Jobs's vision for a connected TV, disclosed vaguely to Isaacson prior to his passing last October, would see the device synced with all of a user's devices, and with Apple's iCloud service.
The simplified HDTV would reportedly spare users from having to use complex remotes for multiple devices like DVD players and cable boxes. More specifically, Isaacson wrote in the best-selling biography that Jobs "wanted to do for television sets what he had done for computers, music players, and phones: make them simple and elegant."
Earlier this month, Foxconn Chairman Terry Gou said his manufacturing firm was "making preparations" for an Apple television, but development or manufacturing had not yet begun. But days later, Gou issued a statement to reporters in which he backtracked on those claims, stating that "[a]ny reports that Foxconn confirmed that it is preparing to produce a specific product for any customer are not accurate."
101 Comments
Waiting for the facebook TV. It'll tell everyone what I'm watching, and all of the ads will be based on keywords from anything I've ever posted.
Steve "cracked" the secret of any new technology...
Apple TV's will come with free porn
I wonder who is going to be presenting this new product to us on stage. I would choose Ive, but that's pretty unlikely I suppose.
Smart TV? That sounds as much like an oxymoron as an Athletic Couch. And yes, I know the "smart" is a reference to the clever design of the TV, rather than its long-lasting effects on viewers.
Apple is definitely on to something here. Almost all current TV/entertainment systems can be compared in the ease of use, not to Window 95, but to the command line miseries of DOS. To do something, you must decipher the cryptic meaning of all the obscure symbols on one of several remotes. Hit the wrong button, and your DVD ejects, condemning you to a tedious five-minute process to get back to where you were in that movie.
Unfortunately for Apple's bean counters, they won't find me a customer. I deliberately keep my TV small, outdated and clumsy so I use it as little as possible. And personally, I wish Apple would spend a bit more time making their products more efficient for work activities. In the 1990s, Apple had so little foothold in the business market, it had to target users at play. That's no longer true, but Apple still thinks their typical customer is someone in their mid-twenties on their day off. Text handling hasn't been improved in years. Huge sums get spent for new audio and video compression schemes that may make file size or quality a tiny bit better. Nothing is spent to create an innovative, efficient way to move documents from app to app or from print to digital. Years into the age of mobile digital devices, OS X still knows nothing about epub.

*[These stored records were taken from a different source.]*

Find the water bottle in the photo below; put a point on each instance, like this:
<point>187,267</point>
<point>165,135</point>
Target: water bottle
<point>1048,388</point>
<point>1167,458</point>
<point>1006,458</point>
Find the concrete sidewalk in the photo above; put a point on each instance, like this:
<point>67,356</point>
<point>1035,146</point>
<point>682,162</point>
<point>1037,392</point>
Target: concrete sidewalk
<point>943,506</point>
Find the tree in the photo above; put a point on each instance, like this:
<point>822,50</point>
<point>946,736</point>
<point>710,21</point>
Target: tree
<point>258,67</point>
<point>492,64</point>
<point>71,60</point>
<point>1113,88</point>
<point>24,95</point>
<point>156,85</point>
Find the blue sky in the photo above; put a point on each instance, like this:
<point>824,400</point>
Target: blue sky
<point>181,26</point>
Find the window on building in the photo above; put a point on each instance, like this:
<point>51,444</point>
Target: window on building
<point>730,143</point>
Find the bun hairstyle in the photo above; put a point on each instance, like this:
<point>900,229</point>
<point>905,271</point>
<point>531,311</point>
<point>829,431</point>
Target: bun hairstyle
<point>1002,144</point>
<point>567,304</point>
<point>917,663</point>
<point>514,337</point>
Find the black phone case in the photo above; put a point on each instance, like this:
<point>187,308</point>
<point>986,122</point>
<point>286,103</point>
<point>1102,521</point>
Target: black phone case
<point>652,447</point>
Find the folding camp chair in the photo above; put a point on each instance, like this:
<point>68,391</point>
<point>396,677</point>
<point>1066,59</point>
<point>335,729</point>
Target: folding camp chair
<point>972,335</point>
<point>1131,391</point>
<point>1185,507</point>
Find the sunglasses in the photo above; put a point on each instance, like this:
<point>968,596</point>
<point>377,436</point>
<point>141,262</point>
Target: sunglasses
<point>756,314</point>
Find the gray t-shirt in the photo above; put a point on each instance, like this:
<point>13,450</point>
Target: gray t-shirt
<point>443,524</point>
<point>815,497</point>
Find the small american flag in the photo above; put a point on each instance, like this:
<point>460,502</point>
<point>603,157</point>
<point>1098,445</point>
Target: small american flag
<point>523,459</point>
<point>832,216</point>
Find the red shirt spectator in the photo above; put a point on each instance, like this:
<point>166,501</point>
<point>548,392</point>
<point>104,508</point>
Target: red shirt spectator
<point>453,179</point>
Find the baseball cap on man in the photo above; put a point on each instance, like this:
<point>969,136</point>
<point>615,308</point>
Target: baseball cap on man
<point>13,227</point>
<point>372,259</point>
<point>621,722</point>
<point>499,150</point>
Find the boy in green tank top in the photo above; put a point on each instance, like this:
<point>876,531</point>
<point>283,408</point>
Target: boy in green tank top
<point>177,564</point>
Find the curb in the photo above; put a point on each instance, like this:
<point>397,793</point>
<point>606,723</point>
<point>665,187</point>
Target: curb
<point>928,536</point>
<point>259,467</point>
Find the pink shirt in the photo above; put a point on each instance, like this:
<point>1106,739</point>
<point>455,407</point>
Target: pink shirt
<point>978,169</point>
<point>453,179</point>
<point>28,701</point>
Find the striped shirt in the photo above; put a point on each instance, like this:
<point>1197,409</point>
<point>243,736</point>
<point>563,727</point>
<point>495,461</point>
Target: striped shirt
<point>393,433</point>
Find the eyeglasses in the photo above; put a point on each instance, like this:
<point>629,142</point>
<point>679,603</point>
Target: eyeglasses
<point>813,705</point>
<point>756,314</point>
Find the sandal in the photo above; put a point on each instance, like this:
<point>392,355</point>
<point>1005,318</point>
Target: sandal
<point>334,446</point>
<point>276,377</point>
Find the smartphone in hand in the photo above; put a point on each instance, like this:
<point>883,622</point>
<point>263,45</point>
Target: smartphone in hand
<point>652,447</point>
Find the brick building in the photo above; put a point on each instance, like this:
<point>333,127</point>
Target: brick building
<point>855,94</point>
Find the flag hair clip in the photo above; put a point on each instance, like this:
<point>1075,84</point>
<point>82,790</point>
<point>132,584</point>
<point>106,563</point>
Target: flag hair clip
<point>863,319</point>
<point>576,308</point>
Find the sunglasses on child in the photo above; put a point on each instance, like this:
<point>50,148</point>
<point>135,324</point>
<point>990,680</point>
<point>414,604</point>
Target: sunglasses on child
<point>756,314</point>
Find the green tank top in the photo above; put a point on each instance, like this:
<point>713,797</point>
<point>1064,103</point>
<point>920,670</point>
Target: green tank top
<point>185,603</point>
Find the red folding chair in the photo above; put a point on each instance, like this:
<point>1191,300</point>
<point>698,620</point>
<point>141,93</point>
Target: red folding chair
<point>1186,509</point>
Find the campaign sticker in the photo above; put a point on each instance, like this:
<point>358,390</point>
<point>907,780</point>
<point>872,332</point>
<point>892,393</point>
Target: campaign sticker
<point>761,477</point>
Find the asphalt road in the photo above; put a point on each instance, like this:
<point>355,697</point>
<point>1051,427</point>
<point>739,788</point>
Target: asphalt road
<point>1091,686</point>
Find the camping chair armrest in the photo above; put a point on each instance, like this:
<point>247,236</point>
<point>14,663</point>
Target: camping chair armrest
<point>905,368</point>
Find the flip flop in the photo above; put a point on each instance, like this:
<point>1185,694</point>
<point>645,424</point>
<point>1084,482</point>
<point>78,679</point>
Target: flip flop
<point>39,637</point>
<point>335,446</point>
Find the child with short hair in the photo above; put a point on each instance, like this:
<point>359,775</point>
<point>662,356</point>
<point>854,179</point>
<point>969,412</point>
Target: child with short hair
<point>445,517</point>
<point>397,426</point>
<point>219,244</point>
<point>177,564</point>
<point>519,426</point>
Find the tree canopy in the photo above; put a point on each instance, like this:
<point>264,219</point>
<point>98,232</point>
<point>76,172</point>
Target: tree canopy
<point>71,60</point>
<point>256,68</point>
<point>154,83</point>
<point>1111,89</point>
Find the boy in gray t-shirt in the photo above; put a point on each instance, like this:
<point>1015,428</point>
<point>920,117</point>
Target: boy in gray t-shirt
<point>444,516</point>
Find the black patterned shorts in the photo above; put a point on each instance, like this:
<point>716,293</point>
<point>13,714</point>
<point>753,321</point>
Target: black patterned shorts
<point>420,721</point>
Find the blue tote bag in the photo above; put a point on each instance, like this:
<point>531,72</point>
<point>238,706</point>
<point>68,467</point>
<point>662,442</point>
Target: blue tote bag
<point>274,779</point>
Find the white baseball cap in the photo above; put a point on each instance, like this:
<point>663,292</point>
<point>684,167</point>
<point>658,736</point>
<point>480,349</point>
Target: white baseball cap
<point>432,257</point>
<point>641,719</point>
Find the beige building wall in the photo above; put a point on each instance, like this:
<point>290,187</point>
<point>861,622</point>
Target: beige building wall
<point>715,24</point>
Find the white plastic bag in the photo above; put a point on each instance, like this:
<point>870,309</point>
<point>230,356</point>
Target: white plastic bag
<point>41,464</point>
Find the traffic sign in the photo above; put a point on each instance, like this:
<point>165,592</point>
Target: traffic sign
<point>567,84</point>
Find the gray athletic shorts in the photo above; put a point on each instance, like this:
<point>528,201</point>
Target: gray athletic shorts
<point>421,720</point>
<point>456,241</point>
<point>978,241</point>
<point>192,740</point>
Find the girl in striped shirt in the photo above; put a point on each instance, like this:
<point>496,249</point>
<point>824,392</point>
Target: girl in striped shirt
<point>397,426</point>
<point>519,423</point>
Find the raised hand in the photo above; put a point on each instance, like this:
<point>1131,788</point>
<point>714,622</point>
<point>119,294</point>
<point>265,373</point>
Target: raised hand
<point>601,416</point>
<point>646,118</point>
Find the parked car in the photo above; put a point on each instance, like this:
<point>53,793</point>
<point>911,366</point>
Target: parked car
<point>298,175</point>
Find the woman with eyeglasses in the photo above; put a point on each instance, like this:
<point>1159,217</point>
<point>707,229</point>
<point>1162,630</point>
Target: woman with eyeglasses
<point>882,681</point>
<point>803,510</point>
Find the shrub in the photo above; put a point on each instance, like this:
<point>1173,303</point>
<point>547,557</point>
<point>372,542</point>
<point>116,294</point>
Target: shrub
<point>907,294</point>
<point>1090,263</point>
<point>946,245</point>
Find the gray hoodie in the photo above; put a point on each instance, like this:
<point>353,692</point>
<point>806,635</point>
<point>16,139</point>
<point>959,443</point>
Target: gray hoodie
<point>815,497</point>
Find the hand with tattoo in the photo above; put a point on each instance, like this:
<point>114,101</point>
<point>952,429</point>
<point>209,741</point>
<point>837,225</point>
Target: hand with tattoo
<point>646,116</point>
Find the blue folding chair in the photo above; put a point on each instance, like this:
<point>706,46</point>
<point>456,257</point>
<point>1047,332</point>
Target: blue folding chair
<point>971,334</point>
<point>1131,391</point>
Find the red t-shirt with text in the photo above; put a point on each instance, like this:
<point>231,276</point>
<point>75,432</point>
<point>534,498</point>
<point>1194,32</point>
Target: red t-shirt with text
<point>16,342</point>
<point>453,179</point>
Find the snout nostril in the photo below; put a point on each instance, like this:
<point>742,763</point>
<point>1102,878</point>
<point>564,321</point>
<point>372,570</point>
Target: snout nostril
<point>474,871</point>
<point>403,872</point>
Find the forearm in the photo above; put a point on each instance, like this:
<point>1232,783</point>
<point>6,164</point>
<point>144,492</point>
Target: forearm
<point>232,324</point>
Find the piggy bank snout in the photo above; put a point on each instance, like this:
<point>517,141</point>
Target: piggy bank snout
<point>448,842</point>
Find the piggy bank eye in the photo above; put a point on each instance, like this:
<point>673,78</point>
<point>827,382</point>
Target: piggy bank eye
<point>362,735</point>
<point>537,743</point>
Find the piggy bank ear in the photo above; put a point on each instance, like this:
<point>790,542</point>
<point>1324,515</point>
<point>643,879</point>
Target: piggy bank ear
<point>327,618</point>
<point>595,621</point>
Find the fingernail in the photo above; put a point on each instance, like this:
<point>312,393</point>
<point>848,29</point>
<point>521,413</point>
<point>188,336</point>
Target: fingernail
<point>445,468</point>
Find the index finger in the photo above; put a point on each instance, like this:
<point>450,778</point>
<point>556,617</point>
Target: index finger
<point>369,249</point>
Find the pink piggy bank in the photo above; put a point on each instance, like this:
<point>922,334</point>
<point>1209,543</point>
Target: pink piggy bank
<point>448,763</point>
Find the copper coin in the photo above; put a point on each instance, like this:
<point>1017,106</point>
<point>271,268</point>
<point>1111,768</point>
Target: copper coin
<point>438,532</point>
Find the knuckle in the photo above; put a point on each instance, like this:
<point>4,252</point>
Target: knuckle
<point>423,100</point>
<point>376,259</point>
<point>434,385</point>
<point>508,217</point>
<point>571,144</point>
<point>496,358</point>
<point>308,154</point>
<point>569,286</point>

One telling example: OS X's built-in, open-source Hunspell spell checking is so dreadful, it fails to give me the right spelling about a third the time. I'm forced to use a fake Google search, whose "Did you mean:" is right about 95% of the time. Apple's spell-checking suggestions should be at least as good as Google's.
I really, really don't think the term "TV" is going to be a part of this. If Apple is smart, which they obviously are, they'll eliminate that term which is becoming increasingly irrelevant.